Data Mining Discussion 6 c

  1. What is the essence of hierarchical methods?


In hierarchical clustering, the data is not partitioned into a particular cluster in a single step. Instead, a series of partitions takes place, which may run from a single cluster containing all objects to n clusters that each contain a single object. Hierarchical Clustering is subdivided into agglomerative methods and divisive methods. Agglomerative techniques are more commonly used. Hierarchical clustering may be represented by a two-dimensional diagram known as a dendrogram, which illustrates the fusions or divisions made at each successive stage of analysis.


Advantages:
- Easy to implement
- Hierarchical clustering outputs a hierarchy, ie a structure that is more informative than the unstructured set of flat clusters returned by k-means. Therefore, it is easier to decide on the number of clusters by looking at the dendrogram.


Disadvantages:
- Very sensitive to outliers.
-The order of the data has an impact on the final results.
- Time complexity: not suitable for large datasets.
- It is not possible to undo the previous step: once the instances have been assigned to a cluster, they can no longer be moved around.

2. Contrast/compare agglomerative hierarchical clustering methods vs. divisive hierarchical clustering methods.

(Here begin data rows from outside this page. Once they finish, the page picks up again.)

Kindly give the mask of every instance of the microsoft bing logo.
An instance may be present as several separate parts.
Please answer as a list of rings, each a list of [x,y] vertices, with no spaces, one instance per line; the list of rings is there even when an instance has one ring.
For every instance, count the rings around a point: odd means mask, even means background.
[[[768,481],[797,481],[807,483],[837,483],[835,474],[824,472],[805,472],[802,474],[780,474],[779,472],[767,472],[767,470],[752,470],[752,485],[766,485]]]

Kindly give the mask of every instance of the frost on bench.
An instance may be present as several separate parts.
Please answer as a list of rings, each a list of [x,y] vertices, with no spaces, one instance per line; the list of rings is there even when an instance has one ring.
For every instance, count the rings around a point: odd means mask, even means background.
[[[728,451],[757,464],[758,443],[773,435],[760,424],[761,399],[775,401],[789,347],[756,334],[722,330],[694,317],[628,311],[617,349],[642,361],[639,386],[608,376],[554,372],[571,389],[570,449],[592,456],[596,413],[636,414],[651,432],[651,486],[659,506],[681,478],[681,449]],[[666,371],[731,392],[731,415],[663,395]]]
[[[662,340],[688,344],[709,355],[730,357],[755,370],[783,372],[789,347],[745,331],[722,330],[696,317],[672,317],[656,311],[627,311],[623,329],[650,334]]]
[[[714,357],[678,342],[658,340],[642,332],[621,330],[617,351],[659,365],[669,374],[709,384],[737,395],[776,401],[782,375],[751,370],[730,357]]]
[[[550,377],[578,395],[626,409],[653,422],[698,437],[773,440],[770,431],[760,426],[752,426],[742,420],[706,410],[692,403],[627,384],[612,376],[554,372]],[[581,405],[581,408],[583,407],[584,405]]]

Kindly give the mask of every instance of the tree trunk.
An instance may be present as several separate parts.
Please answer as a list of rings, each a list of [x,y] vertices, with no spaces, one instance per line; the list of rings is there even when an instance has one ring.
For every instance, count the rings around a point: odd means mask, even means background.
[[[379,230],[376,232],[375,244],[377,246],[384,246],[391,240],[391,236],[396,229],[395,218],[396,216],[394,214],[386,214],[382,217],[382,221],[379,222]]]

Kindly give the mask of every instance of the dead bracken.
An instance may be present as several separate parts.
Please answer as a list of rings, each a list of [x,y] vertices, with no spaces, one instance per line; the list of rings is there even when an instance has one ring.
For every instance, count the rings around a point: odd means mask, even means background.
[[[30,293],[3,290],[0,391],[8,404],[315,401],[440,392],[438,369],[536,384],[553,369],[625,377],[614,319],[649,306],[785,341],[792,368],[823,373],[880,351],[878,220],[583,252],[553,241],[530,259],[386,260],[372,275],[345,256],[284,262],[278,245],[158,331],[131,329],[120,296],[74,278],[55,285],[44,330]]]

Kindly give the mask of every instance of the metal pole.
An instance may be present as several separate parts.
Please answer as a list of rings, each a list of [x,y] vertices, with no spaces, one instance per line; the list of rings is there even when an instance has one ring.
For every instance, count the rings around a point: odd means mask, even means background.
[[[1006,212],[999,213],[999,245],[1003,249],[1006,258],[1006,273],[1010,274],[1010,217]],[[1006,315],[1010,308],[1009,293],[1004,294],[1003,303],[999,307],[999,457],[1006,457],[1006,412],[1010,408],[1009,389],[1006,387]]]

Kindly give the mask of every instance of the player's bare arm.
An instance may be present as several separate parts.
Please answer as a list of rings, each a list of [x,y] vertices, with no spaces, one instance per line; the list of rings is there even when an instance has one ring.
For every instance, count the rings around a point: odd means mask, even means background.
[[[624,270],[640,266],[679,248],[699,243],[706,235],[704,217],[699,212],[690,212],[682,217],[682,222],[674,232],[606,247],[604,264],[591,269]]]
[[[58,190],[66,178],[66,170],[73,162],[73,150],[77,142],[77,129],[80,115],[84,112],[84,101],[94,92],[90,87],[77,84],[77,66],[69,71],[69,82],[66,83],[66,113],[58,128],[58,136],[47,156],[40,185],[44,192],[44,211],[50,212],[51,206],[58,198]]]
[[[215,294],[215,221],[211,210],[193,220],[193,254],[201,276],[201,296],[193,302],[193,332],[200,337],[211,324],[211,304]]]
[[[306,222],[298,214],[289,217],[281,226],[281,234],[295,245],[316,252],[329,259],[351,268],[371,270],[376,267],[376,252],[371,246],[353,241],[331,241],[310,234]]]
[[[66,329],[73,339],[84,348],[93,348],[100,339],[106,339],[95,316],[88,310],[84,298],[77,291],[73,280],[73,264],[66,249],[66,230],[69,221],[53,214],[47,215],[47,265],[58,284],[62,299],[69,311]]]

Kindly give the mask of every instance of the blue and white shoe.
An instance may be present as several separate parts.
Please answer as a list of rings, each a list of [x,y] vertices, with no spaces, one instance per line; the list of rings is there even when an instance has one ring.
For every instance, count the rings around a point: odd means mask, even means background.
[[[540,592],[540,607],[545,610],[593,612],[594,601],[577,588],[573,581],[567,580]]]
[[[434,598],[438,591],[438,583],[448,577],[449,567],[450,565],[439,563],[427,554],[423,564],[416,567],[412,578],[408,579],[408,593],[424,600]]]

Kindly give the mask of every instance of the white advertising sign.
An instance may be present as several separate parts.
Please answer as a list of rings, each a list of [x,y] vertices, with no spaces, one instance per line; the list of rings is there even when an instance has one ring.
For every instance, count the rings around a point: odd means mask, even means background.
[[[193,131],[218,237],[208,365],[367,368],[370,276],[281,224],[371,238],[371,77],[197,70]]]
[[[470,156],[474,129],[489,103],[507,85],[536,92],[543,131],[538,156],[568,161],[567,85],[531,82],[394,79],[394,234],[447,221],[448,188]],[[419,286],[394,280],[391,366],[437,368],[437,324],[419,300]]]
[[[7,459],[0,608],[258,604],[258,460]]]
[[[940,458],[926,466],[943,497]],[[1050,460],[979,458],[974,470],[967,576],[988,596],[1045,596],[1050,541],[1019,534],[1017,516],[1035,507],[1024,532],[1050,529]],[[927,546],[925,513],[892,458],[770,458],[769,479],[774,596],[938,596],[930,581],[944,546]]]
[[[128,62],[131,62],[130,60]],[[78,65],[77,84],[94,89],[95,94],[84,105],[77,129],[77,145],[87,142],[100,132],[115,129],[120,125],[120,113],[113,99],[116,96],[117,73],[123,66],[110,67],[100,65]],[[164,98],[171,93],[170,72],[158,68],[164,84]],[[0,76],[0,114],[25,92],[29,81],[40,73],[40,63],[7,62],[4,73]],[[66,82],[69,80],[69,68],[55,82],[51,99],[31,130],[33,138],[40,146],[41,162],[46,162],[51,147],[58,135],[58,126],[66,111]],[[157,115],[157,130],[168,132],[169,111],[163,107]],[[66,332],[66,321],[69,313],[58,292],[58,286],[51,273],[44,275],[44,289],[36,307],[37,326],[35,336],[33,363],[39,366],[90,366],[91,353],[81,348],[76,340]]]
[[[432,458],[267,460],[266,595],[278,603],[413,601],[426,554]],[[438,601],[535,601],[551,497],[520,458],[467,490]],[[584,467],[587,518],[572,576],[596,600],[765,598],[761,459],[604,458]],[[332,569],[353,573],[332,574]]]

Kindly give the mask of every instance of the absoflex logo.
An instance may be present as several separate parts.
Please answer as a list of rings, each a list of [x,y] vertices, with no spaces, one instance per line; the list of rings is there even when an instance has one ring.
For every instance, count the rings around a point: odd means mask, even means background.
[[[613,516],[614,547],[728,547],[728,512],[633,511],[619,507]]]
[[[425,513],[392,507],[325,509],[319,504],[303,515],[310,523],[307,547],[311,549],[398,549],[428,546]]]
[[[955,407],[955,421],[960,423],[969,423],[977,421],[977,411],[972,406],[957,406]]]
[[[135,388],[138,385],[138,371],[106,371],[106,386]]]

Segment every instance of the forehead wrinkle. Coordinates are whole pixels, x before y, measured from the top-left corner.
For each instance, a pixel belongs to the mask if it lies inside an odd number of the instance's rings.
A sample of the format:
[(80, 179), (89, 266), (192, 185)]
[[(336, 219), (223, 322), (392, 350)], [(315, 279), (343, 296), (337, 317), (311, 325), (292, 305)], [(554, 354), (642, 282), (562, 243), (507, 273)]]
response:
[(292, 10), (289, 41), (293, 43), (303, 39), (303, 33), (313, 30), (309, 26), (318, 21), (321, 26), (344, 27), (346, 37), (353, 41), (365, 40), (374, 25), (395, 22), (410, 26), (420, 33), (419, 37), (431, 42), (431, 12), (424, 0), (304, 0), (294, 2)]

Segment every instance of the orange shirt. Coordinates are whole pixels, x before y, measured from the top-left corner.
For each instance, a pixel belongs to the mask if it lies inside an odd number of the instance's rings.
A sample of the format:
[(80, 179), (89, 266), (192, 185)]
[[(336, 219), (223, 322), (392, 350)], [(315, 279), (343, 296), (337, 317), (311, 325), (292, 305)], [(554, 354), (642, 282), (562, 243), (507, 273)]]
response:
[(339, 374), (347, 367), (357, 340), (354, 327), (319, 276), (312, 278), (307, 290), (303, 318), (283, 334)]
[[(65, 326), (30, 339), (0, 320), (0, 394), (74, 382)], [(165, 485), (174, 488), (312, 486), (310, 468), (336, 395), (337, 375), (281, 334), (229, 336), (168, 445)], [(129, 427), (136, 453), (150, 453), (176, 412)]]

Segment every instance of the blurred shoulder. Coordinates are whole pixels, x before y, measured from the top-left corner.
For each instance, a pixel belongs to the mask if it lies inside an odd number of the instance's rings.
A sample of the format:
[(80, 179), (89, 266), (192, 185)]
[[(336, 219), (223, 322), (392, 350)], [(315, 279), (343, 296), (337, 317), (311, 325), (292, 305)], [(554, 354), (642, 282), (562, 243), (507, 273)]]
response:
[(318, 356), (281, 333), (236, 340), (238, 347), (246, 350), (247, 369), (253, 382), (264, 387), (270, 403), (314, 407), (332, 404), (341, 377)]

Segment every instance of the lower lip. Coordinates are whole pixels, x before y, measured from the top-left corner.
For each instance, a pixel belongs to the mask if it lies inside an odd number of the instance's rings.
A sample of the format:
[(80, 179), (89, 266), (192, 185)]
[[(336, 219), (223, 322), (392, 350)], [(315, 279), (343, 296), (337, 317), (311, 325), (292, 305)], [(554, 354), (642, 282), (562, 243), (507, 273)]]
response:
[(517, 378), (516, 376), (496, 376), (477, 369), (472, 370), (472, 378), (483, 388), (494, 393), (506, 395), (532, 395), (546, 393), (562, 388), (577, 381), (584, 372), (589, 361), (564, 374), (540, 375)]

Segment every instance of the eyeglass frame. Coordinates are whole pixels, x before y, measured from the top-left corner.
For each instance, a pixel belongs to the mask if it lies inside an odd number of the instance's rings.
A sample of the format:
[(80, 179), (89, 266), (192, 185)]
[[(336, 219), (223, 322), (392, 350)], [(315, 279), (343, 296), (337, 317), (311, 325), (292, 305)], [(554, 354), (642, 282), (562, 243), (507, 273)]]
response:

Agglomerative Hierarchical clustering method allows the clusters to be read from bottom to top and it follows this approach so that the program always reads from the sub-component first then moves to the parent whereas, a divisive uses top-bottom approach in which the parent is visited first then the child.
The agglomerative hierarchical method consists of objects in which each object creates its own clusters and these clusters are grouped together to create a large cluster. It defines a process of merging that carries on till all the single clusters are merged together into a complete big cluster that will consist of all the objects of child clusters whereas, in divisive the parent cluster is divided into a smaller cluster and it keeps on dividing till each cluster has a single object to represent.